The Genealogy In Time website laments the loss for obvious reasons, and puts the blame on a combination of complaints from newspaper publishers and a shift of publishers to the Apple iPad platform. Never mind that much of this material is not in copyright any more. The site suggests that anyone who knows a newspaper by name and date can use this page to browse. Some of the content goes way back. Issues of the Glasgow Herald start at January 17, 1806 and end at February 17, 1990. That's 42,868 issues. Results appear as resizeable images. The quality of each image, not unexpectedly, varies, though most are readable. Anyone who has ever used microforms of older documents would not be surprised at this. Google does have a link on the page where users can flag images as unreadable. I'm not sure that would mean anything now with the discontinuance of the archive project. It is, as they say, better than nothing.
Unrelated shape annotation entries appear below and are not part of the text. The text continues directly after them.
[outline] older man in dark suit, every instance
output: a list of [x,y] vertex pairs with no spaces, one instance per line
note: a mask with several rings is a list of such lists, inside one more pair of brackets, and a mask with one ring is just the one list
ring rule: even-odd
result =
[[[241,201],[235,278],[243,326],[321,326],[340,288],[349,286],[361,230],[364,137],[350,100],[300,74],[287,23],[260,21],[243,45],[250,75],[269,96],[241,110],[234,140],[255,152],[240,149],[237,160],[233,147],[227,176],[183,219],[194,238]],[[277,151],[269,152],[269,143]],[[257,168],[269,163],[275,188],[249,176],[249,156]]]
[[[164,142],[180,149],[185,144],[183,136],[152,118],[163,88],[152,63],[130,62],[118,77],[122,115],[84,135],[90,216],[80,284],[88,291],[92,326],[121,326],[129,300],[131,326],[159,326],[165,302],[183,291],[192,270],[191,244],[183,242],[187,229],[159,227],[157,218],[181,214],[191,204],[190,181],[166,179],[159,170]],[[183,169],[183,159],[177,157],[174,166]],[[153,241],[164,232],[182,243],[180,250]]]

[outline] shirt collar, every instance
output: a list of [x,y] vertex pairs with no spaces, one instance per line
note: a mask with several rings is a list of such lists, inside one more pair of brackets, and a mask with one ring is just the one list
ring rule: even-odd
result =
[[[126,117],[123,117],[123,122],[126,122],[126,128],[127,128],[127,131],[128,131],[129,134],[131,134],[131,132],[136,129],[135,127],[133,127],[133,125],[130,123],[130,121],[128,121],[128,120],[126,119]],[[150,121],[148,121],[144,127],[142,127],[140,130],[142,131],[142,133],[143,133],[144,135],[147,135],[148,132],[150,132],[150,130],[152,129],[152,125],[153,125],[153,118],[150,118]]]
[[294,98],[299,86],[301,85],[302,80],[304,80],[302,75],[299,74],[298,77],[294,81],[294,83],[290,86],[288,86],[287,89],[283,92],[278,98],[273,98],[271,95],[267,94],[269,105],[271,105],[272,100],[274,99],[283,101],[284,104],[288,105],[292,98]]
Another search enhancement that seems to have disappeared is Google Government search. There was a dedicated search page that was hardly promoted by Google at the url http://www.google.com/unclesam that now redirects back to the main search page. It was useful as the native search in some government web sites is woefully inadequate for finding materials. I'm talking to you FCC, FTC, et al. Google Government search was a nice alternative that weeded out the non-government junk. The alternative now is to use the Advanced Search page and limit search to a specific domain such as .gov or fcc.gov.
While we're on the subject of advanced search in Google, note that the option for Advanced Search no longer appears on the main Google page. You can still get there by going to http://www.google.com/advanced_search. The option still appears next to the search box on a results page for a previous search. Advanced Search has been vastly dumbed down simplified in its filtering options, suggesting that Google thinks its omnivorous general search is good enough. The filter that limits search by domain or site is still there for the time being. I'm not sure I would call any of this progress. [MG]
August 25, 2011 in Web/Tech | Permalink
Comments
Another significant de-enhancement relates to the Google Blogs search page. Until a month or two ago, the page featured not just a search box, but also links to recent blog postings-- selected by Google's mysterious algorithm. All of that has disappeared. The blog search page now features only a search box. I.e. it now looks like the generic Google search page, and not like the News page. This has cut down traffic to some blogs that were previously regularly selected by Google's formula to be featured.